Pearl has since last year been facing market access challenges in Kenya, one of its largest consumers of its products after authorities moved to block the entry of milk products from Uganda.

“Some of our regional market especially Kenya got issues last year but we are working hard to resolve those issues,” Anite said, adding: “I will inform the President about it.”

She also said the easing of COVID-19 lockdown/restrictions that has seen the reopening of the airport and other sectors of the economy will boost demand and exports for milk products.

Devendra said the launch of the new flavors means they are committed to investing more in Uganda and to add value to the milk and create opportunities. He told The Independent that approx. $1.2m (Shs4.4bn) was invested in the firm’s processing lines to aid the production of the new flavors.

In 2019, the company purchased 142million litres of milk but, because of COVID-19 restrictions, the market has been distorted and only 32million litres of milk had been bought in the first nine months of 2020.

On average, company pays farmers Shs700 per litre of milk through their umbrella cooperatives.

“The farmers have milk but the market is limited,” he said.

Devendra said that the easing of COVID-19 restrictions has seen the market gain momentum and is optimistic the future is bright for the business and the farmers.

He said the company enjoys 20% market share for the dairy sector.

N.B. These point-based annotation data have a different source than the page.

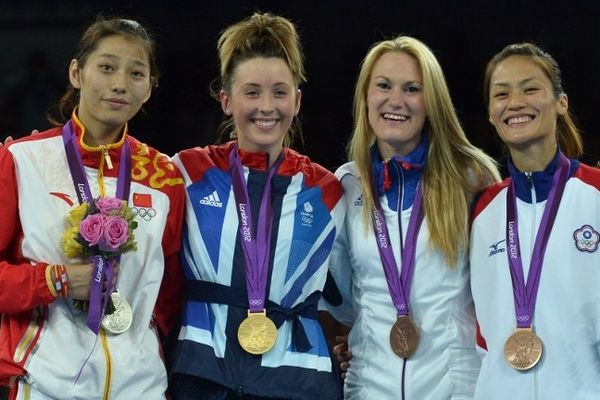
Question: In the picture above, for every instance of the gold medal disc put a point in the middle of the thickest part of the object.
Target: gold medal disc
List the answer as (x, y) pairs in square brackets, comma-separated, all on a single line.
[(523, 349), (257, 334), (404, 337), (120, 319)]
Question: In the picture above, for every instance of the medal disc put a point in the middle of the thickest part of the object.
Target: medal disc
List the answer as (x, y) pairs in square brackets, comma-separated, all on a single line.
[(257, 333), (120, 320), (404, 337), (523, 349)]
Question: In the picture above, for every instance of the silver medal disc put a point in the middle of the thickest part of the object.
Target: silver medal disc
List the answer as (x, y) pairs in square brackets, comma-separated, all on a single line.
[(120, 320)]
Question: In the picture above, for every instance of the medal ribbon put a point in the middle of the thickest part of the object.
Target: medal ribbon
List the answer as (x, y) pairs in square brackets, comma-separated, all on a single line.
[(256, 246), (103, 269), (525, 294), (398, 285)]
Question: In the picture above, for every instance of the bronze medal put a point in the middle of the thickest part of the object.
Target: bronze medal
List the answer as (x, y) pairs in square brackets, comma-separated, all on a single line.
[(257, 334), (120, 319), (523, 349), (404, 336)]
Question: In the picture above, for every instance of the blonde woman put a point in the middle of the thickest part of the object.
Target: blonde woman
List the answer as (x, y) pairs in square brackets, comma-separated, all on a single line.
[(401, 261)]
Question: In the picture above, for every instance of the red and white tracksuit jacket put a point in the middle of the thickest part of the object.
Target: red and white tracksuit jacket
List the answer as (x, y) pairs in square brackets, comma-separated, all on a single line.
[(44, 342), (567, 310)]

It had resumed selling limited quantities of milk to Kenya as authorities in the two countries (Uganda and Kenya) work out a mechanism to resolve the current market impasse.


Last month, the company announced it was investing an estimated Shs10bn ($2.73m) in commercial honey farming in collaboration with local dairy farmers. The move, executives said would protect farmers’ income in the event that challenges related to milk production and processing prevail. The honey project seeks to reach more than 10,000 farmers in the western region to produce more than 1,000 metric tonnes of verified and high-quality raw honey for the local and international markets.